Back, Neck and Spine

Baastrup's Disease (touching vertebrae): This is a syndrome from arching the back too hard into hyperextension. If a pain occurs when arching it could be that the vertebrae have hit each other in the flex position. This usually is caused by distress or degenerative change in the ligaments along the tops of the individual vertebrae. A dancer with Baastrup’s Disease will feel tenderness when arching. Anti-inflammatory medicine and ice will help. A dancer should try to arch as little as possible if diagnosed with this condition…

Herniated Lumbar Disk: This is when low back pain extends all the way down the leg. The herniated disk in the back can press against a nerve causing pain. This is from the shielding materials between the vertebrae being worn away from overuse. This can happen from a fall or a severe twisting movement or repetitive strain. Severe cases of a herniated disk will cause bladder and bowel problems and numbness around the genitals. In this case immediate medical attention must be sought. The physician will take an x-ray to diagnose this and prescribe anti-inflammatory medication. Surgical treatment may be required to fix a severe case causing a dancer to be out for 6 to 8 weeks following surgery. This shouldn’t be confused with a pinched sciatica nerve. Seek medical attention to determine!

Low Back Strain/Spasms (over stretched or torn fibers): low back strain and/or spasms are pretty common. This can happen when the fibers are accidentally stretched or torn. A rip or overstretching will later cause spasms.

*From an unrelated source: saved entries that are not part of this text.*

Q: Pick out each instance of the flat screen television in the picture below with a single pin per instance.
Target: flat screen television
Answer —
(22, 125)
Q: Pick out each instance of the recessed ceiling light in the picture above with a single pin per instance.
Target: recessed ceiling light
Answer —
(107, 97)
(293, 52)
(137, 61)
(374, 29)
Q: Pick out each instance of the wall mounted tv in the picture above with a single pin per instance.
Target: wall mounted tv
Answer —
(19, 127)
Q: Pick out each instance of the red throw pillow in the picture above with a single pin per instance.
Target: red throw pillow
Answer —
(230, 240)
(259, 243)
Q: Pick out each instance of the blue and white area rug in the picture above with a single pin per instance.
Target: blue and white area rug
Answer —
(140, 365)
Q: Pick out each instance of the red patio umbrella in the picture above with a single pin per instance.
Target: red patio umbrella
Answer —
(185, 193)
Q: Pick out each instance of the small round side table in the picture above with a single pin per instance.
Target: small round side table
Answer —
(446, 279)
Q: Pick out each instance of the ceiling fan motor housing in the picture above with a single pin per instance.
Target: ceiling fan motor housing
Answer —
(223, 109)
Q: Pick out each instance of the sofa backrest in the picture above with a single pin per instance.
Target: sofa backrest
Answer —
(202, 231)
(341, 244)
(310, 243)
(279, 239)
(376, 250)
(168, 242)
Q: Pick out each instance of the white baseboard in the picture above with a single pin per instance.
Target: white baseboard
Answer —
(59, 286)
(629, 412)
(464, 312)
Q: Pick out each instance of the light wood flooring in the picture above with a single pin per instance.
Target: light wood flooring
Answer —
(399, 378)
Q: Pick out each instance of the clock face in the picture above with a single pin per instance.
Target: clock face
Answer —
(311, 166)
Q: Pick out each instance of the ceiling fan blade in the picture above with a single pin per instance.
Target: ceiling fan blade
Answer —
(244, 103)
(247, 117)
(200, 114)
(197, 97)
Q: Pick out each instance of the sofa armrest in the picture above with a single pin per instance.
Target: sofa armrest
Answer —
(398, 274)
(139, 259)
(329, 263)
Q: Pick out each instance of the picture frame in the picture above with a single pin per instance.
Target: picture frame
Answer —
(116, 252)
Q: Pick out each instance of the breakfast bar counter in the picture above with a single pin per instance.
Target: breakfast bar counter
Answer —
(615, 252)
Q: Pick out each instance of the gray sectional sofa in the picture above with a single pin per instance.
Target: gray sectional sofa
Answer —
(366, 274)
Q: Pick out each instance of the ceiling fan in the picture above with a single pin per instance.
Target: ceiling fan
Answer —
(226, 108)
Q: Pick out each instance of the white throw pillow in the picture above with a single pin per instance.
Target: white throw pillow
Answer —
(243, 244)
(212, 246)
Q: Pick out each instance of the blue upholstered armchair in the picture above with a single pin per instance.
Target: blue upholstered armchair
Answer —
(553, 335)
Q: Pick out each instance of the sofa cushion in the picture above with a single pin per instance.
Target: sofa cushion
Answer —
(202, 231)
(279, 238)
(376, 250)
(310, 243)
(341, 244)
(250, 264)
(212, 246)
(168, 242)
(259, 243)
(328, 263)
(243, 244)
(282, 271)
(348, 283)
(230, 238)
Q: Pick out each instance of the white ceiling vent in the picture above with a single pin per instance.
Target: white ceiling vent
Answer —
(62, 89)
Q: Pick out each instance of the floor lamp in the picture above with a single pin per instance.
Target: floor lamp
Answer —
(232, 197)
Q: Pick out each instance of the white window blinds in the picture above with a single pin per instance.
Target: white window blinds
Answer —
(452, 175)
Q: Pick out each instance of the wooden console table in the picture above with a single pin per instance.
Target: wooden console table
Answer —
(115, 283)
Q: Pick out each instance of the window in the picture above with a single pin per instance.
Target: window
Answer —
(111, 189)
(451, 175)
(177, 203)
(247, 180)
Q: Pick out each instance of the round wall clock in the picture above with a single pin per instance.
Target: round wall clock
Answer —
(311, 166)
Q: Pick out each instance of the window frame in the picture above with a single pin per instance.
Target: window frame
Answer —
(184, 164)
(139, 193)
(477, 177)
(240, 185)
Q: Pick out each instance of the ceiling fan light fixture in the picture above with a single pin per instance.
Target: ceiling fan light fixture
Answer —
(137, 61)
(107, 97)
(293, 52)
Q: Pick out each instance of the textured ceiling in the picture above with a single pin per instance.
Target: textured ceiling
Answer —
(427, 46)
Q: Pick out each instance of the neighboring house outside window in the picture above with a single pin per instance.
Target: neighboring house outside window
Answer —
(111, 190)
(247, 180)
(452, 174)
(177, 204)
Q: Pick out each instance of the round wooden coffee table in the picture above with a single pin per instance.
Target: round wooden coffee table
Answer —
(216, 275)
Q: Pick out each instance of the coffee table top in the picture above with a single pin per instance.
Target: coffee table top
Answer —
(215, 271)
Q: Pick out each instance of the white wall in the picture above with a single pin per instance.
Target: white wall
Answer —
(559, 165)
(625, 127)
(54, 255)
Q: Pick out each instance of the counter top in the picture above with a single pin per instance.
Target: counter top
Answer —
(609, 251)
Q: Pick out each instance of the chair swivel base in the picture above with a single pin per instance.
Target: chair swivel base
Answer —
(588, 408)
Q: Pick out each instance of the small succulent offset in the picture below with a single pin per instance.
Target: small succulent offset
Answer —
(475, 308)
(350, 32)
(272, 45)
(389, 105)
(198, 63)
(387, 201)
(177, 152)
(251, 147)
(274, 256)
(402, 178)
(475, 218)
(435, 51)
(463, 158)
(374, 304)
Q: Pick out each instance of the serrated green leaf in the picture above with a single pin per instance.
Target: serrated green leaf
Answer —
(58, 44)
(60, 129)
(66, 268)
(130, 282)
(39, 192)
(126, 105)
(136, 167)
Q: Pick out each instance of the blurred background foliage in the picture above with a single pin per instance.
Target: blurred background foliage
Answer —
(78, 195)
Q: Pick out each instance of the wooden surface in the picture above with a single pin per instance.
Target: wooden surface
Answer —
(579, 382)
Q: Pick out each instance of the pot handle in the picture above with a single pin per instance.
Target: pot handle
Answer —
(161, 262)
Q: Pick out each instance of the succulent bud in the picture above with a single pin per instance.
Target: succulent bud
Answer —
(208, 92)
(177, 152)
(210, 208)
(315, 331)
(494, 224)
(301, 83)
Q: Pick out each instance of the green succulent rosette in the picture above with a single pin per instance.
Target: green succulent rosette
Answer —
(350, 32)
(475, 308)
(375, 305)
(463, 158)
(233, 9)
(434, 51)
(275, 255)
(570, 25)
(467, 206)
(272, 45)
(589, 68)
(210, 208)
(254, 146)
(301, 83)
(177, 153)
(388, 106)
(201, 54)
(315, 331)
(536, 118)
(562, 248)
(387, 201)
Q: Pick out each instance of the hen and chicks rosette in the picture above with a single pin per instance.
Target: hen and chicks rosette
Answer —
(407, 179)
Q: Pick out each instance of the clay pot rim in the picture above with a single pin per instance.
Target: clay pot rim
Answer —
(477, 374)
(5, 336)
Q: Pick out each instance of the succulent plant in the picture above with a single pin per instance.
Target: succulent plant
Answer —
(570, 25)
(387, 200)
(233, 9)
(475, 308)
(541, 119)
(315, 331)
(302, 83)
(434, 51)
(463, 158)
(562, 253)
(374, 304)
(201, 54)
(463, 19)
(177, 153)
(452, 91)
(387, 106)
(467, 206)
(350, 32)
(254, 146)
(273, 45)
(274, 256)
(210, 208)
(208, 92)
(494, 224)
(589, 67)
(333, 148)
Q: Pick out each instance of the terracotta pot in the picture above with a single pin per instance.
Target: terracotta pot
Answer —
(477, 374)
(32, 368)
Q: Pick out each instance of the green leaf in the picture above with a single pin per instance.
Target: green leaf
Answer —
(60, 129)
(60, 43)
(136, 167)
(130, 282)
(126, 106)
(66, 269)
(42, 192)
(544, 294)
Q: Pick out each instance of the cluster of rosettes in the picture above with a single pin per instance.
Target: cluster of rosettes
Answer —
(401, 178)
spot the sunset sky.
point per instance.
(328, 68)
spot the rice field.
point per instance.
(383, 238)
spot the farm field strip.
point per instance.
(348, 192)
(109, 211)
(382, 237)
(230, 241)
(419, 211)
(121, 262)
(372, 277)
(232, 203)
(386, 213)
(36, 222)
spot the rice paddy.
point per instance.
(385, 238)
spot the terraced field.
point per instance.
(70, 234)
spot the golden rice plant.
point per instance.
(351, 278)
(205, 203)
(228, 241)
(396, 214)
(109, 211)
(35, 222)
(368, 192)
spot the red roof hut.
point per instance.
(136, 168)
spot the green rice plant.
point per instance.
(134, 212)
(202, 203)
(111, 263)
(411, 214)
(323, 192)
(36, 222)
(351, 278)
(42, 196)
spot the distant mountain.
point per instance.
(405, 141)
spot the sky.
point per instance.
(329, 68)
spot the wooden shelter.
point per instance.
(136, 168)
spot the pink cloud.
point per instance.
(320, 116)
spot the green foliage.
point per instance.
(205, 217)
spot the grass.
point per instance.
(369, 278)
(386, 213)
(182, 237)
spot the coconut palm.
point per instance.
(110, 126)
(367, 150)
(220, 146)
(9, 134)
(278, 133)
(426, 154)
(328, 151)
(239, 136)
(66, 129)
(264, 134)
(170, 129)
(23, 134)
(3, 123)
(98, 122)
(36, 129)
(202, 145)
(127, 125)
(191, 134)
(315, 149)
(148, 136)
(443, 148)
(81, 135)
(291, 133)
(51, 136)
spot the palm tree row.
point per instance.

Repetitive improper technique or a fall could cause this. Unrelated to dance, lifting a heavy item could also cause lower back strain. If this happens, ice the area, and take ibuprofen or anti-inflammatory drugs from your physician. A visit to the physical therapist can’t hurt either.

Spondylolisthesis (slipped vertebrae): This is when the vertebrae slip forward. Stress fractures can cause this type of injury if the back is severely arched too often. Dancers with this type of injury usually have tightness in the hamstrings and an exaggerated lower back curve. One with this type of injury will feel pain in the lower back and buttocks as well. If a dancer is diagnosed with Spondylolisthesis, they must try to not hyper-extend the back, and will be required to do special strengthening exercises. If the slippage is great, surgery could be required.

Spondylolysis (stress fracture in the vertebrae): This is a stress fracture in one or more of the vertebrae which can happen with repetitive port de bras or severe strain. The only way this can be diagnosed is with an x-ray, one may be asked to stop dancing temporarily until this heals. This can take 2 to 3 months. Some severe cases require one to wear a brace for several hours a day. A physical therapist will need to be sought out and a great deal of inactivity and rest will be required in order for this type of injury to completely heal.


Shoulder and Arms

Acromioclavicular Joint Sprain: The Acromioclavicular is the ligament where the shoulder blade and the clavicle bone meet. These ligaments can get injured by a direct a fall or hit. If the ligament is torn completely a painful bump will arise on the shoulder. If this happens, ice and inactivity will be prescribed and a brace may be given with directions to stop movement for up to 8 weeks. Physical therapy may be required after ligaments heal. Do not work through the pain! Stop dancing and let it heal.

Carpal Tunnel Syndrome: Carpel Tunnel is an overuse injury in the wrist area which could happen with activities such as repetitive partnering. If this happens be sure to take special notice of every-day activities inside the classroom and out. Mobile phones, texting and typing could all be culprits. Ibuprofen will help as well as a decrease of such activities.

Lateral or Medial Epicondylitis: Lateral Epicondylitis is another name for “tennis elbow” which means the inside elbow joint is inflamed. Medial Epicondylitis means both the outside and inside of the elbow is inflamed. Dancers who have elbow pains while partnering may have one of these two injuries. Any dancer who has this type of injury needs to check their technique while partnering to determine if too much force or twisting is occurring. Let the area heal and update the technique!

Rotator-Cuff Tear: When the muscles or tendons that attach to the upper arm bone are torn away from it, the dancer will have a hard time raising the arm if they’re able to at all! A bad fall could cause this type of injury. As with all soft-tissue wounds, ice and rest will be required along with a possible x-ray or MRI. If the tear is significant, surgery may be required, if not then inactivity and physical therapy will be diagnosed. If surgery is required it will take a dancer two to three months for total recovery. If you notice pain in this area, try to pamper it and get it diagnosed early so a total tear doesn’t occur!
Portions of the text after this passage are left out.